Tariffs to be imposed on Chinese solar panels
Imposing duties on imported Chinese solar panels has been the subject of rumour and speculation amongst the European solar industry in recent weeks, but it’s now time to put the rumours to bed. Yes, we can confirm that the European Commission will indeed be imposing tariff levels onto manufacturers of Chinese modules.
Back in April representatives from the Alliance for Affordable Solar Energy (AFASA) – a coalition of more than 450 European solar PV companies who have been lobbying against any imposed tariffs – made it clear to a European Commission hearing that imposing any sort of punitive tariffs, even duties as low as 15%, had the potential to destroy as much as 85% of demand for solar photovoltaic panels in the European Union because as it stands there isn’t any room for an increase in solar prices in the current market.
Yesterday (Wednesday) the European Commission announced plans to implement duties as high as 67.9% on Chinese solar panels. The tariff levels are being imposed to counter unfair pricing and punish solar manufacturers for selling solar panels below cost to the 27-nation EU.
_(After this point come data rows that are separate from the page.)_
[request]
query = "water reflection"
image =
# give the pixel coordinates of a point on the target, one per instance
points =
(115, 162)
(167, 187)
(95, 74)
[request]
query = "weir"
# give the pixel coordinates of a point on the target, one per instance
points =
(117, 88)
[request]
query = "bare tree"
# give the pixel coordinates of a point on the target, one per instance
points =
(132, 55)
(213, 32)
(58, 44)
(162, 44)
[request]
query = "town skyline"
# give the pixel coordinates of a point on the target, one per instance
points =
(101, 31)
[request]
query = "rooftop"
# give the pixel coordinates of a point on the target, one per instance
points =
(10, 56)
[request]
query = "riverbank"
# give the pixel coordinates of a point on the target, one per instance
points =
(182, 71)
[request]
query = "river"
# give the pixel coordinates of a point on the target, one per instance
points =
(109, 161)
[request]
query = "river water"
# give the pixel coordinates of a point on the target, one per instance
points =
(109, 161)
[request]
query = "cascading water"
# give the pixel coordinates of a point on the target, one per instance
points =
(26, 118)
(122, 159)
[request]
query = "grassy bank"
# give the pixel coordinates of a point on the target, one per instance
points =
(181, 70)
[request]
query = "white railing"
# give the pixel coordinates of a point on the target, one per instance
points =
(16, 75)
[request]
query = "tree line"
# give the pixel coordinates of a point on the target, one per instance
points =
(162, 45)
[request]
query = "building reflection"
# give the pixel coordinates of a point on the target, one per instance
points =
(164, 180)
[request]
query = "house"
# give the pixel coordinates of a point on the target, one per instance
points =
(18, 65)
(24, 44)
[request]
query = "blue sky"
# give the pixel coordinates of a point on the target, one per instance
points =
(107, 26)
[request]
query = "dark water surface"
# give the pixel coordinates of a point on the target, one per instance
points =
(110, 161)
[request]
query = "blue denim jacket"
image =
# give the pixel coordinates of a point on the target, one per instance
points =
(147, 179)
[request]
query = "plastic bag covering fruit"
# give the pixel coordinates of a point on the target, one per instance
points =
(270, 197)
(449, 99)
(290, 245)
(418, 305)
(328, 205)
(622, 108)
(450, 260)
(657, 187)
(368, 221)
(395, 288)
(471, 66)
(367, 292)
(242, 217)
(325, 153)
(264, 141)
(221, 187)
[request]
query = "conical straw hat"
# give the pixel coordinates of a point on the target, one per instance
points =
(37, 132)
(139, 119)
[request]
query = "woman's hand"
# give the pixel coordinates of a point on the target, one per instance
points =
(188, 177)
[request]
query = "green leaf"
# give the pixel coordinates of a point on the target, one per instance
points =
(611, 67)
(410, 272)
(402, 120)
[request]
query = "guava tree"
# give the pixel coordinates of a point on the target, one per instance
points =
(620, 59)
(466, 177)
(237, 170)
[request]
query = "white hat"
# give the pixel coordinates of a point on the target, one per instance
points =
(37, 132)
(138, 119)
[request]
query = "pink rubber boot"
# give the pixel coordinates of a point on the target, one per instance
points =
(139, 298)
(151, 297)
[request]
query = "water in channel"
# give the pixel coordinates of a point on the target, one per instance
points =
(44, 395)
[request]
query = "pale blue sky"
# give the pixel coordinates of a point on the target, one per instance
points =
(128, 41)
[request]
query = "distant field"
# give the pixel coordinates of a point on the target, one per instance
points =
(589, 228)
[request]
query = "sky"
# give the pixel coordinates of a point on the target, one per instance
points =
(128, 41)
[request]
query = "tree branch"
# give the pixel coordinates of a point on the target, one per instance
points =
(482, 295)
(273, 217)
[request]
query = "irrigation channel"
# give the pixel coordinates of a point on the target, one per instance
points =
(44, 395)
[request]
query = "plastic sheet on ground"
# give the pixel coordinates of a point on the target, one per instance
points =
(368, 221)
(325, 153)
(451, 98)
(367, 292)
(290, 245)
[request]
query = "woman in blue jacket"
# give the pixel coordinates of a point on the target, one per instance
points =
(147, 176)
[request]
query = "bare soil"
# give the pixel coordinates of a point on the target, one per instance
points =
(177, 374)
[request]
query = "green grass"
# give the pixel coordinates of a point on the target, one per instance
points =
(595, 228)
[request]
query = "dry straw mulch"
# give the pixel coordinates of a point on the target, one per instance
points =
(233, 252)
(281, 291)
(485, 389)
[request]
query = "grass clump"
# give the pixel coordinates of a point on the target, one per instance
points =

Averaging out at 47.6%, at least 100 Chinese solar panel manufacturers will be affected by the decision, although those that co-operated with the European Commission into the practise of “dumping” – the term given to selling cheap goods – will be subject to lower tariffs, starting at 37.2%. Manufacturers who didn’t co-operate will receive higher levels.
Speaking to Solar Power Portal, a AFASE spokeswoman, Andrea Maibaum referred to a study earlier this year which analysed the impact duties would have on the PV value chain. According to the Prognos report, imposing levies would cost Europe around €27.8 billion. She added that “punitive tariffs would cost far more jobs than they save and won’t help to solve the structural problems of European manufacturers.”
Hitting back at the study, an EU source has claimed that the job loses tariffs could have on the solar industry throughout Europe had been “overestimated” and neither does the report take into account “the EU industry risks to completely disappear without the introduction of measures.”
A provisional decision, the official tariff levels won’t come into effect until they have been published in the Official Journal of the European Union. The European Commission is waiting on the results of a consultation with member states.
Chinese companies currently account for around 80% of the European market share. Just less than a decade ago they had almost zero.
Commenting on the news the Solar Trade Association said it was very much against “the imposition of any duties which restrict free trade and the growth of the solar market.” CEO Paul Barwell said if the proposed provisional levies were imposed the UK solar market, particularly large-scale ground-mounted solar PV, would be damaged.